Michael Bastasch
Trump’s making good on a promise to repeal 75 percent of federal regulations, including rolling back most of the $900 billion in regulations issued by agencies, like the Environmental Protection Agency, during the Obama years.
One provision in Trump’s order could have massive implications for the EPA—whose methodology for crafting regulations has come under fire in recent years—by standardizing the way different agencies measure the costs and benefits of new rules.
Trump ordered the White House’s Office of Management and Budget to issue guidances “standardizing the measurement and estimation of regulatory costs.” On top of that, OMB will control how agencies go about repealing two rules for every new one issued.
OMB will set “standards for determining what qualifies as new and offsetting regulations; standards for determining the costs of existing regulations that are considered for elimination; processes for accounting for costs in different fiscal years; methods to oversee the issuance of rules with costs offset by savings at different times or different agencies; and emergencies and other circumstances that might justify individual waivers of the requirements of this section.”
This is a big win for Republican lawmakers who had concerns Obama’s EPA was fudging the numbers to make regulations look more cost-effective than they would otherwise be.
Republicans have long criticized the EPA for counting “co-benefits” of regulation toward its cost effectiveness.
The cost of the EPA’s mercury rule for power plants, for example, outweigh the benefits by ratio of 1600-to-1 when looking at reductions in mercury emissions—the whole point of the rule.
But the EPA claimed the $10 billion mercury rule would yield between $37 billion to $90 billion in monetized health benefits a year.

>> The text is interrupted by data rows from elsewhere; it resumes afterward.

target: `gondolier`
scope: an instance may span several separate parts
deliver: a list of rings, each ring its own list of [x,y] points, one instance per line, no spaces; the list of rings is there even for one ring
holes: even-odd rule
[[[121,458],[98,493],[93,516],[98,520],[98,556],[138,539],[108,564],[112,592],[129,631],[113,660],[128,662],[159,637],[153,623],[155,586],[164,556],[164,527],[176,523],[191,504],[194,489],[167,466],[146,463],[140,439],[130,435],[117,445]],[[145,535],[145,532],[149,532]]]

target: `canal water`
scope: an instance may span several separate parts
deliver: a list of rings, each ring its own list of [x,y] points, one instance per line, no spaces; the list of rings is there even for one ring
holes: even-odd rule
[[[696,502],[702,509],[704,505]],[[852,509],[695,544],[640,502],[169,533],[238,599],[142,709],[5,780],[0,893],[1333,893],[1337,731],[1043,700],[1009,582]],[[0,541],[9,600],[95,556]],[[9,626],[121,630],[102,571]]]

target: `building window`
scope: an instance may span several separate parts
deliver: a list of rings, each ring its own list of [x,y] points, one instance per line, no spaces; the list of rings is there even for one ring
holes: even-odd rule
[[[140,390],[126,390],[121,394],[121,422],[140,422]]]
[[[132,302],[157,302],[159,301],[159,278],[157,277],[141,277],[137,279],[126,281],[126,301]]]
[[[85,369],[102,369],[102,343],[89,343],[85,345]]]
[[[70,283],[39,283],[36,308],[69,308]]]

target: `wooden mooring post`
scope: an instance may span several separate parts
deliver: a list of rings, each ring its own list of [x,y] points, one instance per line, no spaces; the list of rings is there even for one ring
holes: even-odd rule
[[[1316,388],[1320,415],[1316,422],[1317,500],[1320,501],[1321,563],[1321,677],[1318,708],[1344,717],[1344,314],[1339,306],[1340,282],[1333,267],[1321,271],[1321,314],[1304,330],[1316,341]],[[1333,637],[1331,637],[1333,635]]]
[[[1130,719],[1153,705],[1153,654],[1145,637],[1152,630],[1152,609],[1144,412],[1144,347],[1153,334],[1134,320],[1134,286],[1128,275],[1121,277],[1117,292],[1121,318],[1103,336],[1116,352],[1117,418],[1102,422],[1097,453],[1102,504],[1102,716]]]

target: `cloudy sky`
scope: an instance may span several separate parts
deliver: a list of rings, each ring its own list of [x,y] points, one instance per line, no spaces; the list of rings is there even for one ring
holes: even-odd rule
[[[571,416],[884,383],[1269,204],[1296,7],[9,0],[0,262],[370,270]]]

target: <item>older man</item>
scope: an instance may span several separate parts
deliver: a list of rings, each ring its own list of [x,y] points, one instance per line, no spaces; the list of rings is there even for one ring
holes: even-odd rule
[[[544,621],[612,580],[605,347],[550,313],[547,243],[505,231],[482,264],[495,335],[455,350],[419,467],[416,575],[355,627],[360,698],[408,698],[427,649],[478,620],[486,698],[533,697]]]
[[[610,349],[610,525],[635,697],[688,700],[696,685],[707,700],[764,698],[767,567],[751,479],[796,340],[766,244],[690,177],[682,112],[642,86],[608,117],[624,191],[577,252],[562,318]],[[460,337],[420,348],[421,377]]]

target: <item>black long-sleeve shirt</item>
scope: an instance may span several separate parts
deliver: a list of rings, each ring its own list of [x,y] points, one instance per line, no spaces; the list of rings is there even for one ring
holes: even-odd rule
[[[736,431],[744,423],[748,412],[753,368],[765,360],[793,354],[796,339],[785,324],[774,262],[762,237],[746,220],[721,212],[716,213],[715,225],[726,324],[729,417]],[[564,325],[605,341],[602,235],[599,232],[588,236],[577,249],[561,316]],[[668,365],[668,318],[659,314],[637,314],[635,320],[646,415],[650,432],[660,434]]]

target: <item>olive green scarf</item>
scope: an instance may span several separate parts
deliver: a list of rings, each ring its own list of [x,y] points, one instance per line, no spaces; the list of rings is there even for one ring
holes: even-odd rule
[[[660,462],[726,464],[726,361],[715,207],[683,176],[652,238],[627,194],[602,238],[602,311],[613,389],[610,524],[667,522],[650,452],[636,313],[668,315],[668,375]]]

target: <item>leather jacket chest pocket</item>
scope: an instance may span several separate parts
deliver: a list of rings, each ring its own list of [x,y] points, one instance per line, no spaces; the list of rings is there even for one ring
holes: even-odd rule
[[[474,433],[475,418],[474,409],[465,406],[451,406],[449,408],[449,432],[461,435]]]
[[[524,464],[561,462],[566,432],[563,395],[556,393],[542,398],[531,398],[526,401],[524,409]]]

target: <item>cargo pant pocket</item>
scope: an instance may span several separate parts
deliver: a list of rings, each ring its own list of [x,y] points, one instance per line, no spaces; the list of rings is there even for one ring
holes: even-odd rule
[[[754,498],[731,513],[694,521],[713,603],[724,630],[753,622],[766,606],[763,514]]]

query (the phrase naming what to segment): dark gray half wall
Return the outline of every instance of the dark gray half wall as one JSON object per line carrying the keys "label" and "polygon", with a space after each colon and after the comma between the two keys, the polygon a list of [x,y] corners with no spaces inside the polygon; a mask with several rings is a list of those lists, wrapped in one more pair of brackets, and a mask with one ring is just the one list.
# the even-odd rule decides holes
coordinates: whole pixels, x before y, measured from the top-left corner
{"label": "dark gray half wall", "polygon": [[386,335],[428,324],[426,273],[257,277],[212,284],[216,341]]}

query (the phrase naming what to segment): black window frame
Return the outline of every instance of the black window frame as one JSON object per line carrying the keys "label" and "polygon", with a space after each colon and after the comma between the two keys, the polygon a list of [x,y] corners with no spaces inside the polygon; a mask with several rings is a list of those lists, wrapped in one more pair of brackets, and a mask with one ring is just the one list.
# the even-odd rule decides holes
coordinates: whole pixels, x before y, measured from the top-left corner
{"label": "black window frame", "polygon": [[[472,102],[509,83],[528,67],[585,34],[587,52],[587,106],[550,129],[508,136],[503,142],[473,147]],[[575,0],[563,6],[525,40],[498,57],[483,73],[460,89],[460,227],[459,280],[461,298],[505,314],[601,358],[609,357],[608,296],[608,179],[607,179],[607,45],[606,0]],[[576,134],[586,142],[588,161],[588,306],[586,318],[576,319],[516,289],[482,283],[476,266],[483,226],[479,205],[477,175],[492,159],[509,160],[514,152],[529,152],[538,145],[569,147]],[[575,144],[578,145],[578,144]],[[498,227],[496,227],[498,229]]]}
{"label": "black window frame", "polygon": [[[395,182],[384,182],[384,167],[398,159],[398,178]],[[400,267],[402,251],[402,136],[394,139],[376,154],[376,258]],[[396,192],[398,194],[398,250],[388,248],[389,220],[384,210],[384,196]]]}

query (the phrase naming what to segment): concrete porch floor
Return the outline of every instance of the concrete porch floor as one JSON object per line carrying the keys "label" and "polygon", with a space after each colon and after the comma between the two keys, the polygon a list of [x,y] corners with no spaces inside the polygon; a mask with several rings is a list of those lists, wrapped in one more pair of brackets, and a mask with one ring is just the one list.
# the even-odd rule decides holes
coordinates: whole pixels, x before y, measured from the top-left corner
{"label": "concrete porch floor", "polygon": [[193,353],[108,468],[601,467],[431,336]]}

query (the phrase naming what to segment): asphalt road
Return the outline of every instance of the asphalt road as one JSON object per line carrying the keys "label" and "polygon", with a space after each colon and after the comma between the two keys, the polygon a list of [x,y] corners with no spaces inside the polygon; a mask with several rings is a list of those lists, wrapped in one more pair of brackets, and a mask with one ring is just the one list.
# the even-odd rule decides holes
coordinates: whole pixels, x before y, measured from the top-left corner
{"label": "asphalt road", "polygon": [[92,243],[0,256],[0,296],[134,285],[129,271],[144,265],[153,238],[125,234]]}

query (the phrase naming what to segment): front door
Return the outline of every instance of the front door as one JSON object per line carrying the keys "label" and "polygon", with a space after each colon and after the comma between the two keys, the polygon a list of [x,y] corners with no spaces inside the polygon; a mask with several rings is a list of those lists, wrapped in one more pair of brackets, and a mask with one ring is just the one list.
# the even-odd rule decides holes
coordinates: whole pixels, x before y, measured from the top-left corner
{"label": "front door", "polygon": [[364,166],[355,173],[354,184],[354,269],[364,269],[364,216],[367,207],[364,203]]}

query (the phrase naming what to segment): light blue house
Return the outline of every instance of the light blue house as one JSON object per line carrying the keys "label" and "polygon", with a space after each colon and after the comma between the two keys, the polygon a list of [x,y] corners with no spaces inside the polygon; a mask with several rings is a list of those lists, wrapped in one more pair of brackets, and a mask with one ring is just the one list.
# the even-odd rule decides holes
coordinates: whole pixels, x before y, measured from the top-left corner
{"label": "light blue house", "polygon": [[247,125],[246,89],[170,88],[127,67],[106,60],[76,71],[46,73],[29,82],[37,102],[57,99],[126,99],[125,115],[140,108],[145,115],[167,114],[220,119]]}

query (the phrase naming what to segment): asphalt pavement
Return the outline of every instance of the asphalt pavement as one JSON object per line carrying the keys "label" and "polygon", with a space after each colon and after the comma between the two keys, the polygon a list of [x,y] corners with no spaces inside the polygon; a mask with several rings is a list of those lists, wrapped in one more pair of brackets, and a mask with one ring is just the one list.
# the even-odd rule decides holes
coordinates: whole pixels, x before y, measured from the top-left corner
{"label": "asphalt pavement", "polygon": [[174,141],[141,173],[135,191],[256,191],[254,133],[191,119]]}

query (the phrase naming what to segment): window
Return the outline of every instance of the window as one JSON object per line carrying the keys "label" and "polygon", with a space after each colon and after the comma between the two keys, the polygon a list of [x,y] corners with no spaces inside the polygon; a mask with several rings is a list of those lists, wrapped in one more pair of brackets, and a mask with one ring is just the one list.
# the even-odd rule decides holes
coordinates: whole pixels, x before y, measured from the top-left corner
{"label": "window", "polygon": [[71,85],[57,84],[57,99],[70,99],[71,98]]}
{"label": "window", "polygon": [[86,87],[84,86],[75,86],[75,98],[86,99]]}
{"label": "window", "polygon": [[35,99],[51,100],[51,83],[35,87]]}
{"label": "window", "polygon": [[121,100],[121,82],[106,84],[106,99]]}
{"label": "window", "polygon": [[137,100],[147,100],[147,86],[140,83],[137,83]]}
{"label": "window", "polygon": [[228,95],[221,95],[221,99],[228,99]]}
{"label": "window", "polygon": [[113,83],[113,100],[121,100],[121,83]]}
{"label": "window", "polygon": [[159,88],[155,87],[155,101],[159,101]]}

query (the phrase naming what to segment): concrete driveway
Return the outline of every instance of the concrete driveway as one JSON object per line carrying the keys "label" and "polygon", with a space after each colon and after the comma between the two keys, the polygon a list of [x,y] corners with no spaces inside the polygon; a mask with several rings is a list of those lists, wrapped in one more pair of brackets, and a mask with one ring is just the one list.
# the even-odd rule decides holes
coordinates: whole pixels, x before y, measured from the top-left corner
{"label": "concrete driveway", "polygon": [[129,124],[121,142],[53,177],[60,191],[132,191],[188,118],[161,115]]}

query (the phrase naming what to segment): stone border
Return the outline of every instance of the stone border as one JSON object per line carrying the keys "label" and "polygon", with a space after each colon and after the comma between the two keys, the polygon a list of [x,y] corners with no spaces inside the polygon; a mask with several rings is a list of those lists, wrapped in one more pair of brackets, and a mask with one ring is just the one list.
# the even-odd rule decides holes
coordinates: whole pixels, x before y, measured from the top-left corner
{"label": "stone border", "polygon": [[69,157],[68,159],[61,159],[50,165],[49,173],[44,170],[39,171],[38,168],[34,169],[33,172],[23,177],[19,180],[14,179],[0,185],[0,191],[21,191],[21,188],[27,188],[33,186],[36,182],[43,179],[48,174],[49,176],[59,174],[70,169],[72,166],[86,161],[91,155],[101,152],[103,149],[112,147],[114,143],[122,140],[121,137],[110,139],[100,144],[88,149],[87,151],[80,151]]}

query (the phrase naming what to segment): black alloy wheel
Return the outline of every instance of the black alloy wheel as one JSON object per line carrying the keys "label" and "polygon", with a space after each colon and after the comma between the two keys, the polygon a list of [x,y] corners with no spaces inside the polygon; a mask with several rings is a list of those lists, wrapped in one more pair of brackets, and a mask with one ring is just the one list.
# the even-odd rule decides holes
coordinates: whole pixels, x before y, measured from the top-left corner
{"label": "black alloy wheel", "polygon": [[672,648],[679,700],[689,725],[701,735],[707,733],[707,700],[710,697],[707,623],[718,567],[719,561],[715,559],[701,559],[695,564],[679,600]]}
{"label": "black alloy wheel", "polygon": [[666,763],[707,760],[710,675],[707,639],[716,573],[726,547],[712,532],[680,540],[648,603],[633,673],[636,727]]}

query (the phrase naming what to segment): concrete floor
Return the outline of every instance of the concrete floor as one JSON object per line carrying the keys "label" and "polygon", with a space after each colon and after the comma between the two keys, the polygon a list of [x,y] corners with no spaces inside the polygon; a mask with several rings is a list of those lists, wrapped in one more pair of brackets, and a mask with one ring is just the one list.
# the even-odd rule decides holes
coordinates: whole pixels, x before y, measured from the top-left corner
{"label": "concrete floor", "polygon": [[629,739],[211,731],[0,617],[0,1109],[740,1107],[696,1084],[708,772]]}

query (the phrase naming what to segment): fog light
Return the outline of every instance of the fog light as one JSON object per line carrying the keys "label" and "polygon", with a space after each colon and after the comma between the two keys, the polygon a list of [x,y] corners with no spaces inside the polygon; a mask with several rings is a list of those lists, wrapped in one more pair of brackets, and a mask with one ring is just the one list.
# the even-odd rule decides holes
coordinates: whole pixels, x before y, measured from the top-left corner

Virtually all of this comes from the “co-benefits” of reducing other pollutants, like fine particulate matter.
Republicans have argued counting “co-benefits” opens up the possibility of double-counting emissions reductions.
Wyoming Republican Sen. John Barrasso accused the EPA of double-counting the co-benefits of reducing fine particulate matter in its Clean Power Plan rule to limit carbon dioxide emissions from power plants.
Barrasso cited a statement in the EPA’s draft regulatory analyses claiming “it is possible that some costs and benefits estimated in this RIA may account for the same air quality improvements as estimated in the illustrative [National Ambient Air Quality Standards] RIAs.”
The EPA says the Clean Power Plan will cost $8.4 billion per year in 2030 and yield public health and climate benefits of $34 billion to $54 billion per year—$14 billion to $34 billion of which come from reducing air pollutants that have nothing to do with global warming.
EPA officials, however, said they did not double-count any co-benefits.
Utah Republican Rep. Jason Chaffetz asked the EPA why it massively inflated the estimate it uses for calculating its “Value of Statistical Life” (VSL) measure—the monetary value to every estimated life that would be saved by an agency rule.
The EPA has used different VSL estimates for different rules over the past decade without any apparent explanation.
“EPA’s use of VSL appears to have changed dramatically in recent years, at a rate well in excess of inflation and inconsistently with other agencies,” Chaffetz wrote in a 2015 letter to the agency. “Since 2000, other agencies have used a variety VSLs, including $3 million and $5 million.”
“For example, for EPA’s 2015 ozone regulation, EPA assessed at least $4.1 billion in benefits and $2.2 billion in costs using a VSL of $10 million in 2011 dollars for a life saved in 2020,” Chaffetz wrote. “Applying the Department of Transportation’s 2005 VSL proportionally to EPA’s analysis, the estimated benefits decline well under $2 billion, at which point the EPA’s own analysis would indicate the regulation was not worth pursuing.”